Bangkok Déluge. Pitchaya Sudbanthad

Bangkok Déluge. Pitchaya Sudbanthad


 Les éditeurs de Pitchaya Sudbanthad ne sont pas très diserts sur sa biographie. L’Américain Penguin, étant plus bavard que le Français Rivages, j’ai finalement obtenu quelques informations via Internet. Pitchaya Sudbanthad a grandi entre la Thaïlande et l’Arabie Saoudite, il vit actuellement entre son pays natal et les Etats-Unis et a collaboré à plusieurs médias américains dont The Morning News. Il est également l’auteur de plusieurs essais et nouvelles mais Bangkok Déluge (Bangkok Wakes to Rain en version originale) est son premier roman. Pour moi, Bangkok Déluge est out aussi énigmatique que son auteur mais bien plus foisonnant que sa biographie officielle. 

Si j’osais une métaphore, je dirais que le roman m’a paru aussi insaisissable que de l’eau vive, riche de méandres et de ramifications se croisant ou se séparant pour finalement se rejoindre et ne former qu’un unique élément. Evidemment c’est une bonne excuse pour expliquer ma difficulté à résumer ce livre. Un livre ovni donc qui tend vers l’anticipation, voire la science-fiction.
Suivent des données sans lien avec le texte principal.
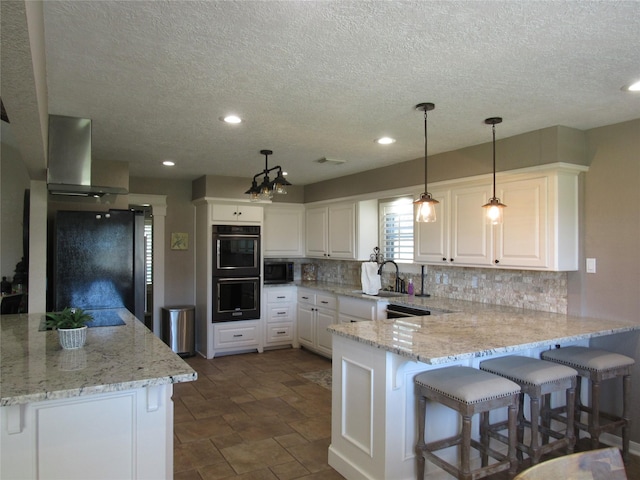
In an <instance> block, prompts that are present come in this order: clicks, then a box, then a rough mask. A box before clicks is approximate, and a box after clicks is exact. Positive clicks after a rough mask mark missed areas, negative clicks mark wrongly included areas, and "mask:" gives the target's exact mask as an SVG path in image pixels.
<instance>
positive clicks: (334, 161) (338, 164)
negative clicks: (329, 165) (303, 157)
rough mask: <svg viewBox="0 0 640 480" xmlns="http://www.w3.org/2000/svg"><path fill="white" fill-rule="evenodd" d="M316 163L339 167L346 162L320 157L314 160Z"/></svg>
mask: <svg viewBox="0 0 640 480" xmlns="http://www.w3.org/2000/svg"><path fill="white" fill-rule="evenodd" d="M316 162H318V163H328V164H330V165H341V164H343V163H347V161H346V160H340V159H337V158H327V157H322V158H320V159H318V160H316Z"/></svg>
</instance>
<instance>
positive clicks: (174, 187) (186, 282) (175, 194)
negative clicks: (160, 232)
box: [129, 177, 197, 307]
mask: <svg viewBox="0 0 640 480" xmlns="http://www.w3.org/2000/svg"><path fill="white" fill-rule="evenodd" d="M129 189H130V191H131V192H132V193H137V194H152V195H166V196H167V215H166V217H165V257H164V264H165V265H164V267H165V279H164V281H165V298H164V300H165V305H155V306H156V307H163V306H170V305H184V304H187V305H193V304H194V302H195V262H196V261H197V259H196V258H195V248H194V245H193V241H194V239H195V208H194V206H193V205H192V203H191V181H189V180H163V179H155V178H138V177H131V179H130V181H129ZM172 232H180V233H188V234H189V249H188V250H171V246H170V240H171V233H172Z"/></svg>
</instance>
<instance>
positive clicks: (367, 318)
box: [338, 295, 389, 323]
mask: <svg viewBox="0 0 640 480" xmlns="http://www.w3.org/2000/svg"><path fill="white" fill-rule="evenodd" d="M388 303H389V302H387V301H386V300H364V299H361V298H354V297H347V296H346V295H339V296H338V320H339V321H340V323H351V322H362V321H373V320H383V319H386V318H387V305H388Z"/></svg>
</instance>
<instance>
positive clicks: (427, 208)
mask: <svg viewBox="0 0 640 480" xmlns="http://www.w3.org/2000/svg"><path fill="white" fill-rule="evenodd" d="M434 108H436V107H435V105H434V104H433V103H419V104H418V105H416V110H421V111H423V112H424V193H422V194H421V195H420V198H418V199H417V200H416V201H415V202H413V204H414V205H416V222H435V221H436V205H437V204H438V203H440V202H438V201H437V200H435V199H433V198H432V197H431V194H430V193H429V191H428V190H427V112H428V111H430V110H433V109H434Z"/></svg>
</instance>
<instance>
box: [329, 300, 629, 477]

En dépit des nombreux personnages qui s’y croisent, le personnage principal reste la ville elle-même. Bangkok, ou Krungthep en Thaï (la ville des Anges), capitale de la Thaïlande (et du Siam avant elle) n’est donc pas qu’une toile de fond historique ou un décor surréaliste, c’est une cité grouillante de vie, parfois inquiétante mais que ses habitants, pour diverses raisons, ont du mal à quitter ou à abandonner. 

Parmi les protagonistes, il y a un médecin-missionnaire protestant, un musicien de jazz afro-américain, un photographe free-lance expatrié, une restauratrice installée au Japon, une ancienne étudiante-infirmière devenue gérante d’immeuble, un adolescent auto-confiné, une vieille femme issue de l’aristocratie ayant décidé de revendre la demeure ancestrale de son ex-mari, etc. Au fil des chapitres, nous partageons des tranches de vie qui se recoupent parfois pour mieux s’éloigner ensuite. A travers ces fragments de destins, nous traversons plusieurs décennies de l’histoire de la cité : une épidémie de choléra au 19ème siècle, la présence des troupes américaines pendant la guerre du Vietnam, la révolte estudiantine de 1973, les crises politiques, l’inondation record de 2011… jusqu’à la submersion totale de la ville dans un avenir imaginaire et sa reconstruction sur le site de « New-Krungthep ».

Un roman déroutant, presque un livre puzzle dont a parfois l’impression qu’il s’agit d’un recueil de nouvelles. La dernière partie arrive sans prévenir et nécessite d’ajuster sa lecture à un univers d’anticipation. Il faut relever aussi le style d’écriture. J’ignore si nous le devons entièrement à Pitchaya Sudbanthad, aussi je tire mon chapeau à son traducteur Bernard Turle qui nous transmet un texte dans une langue claire mais sublimée.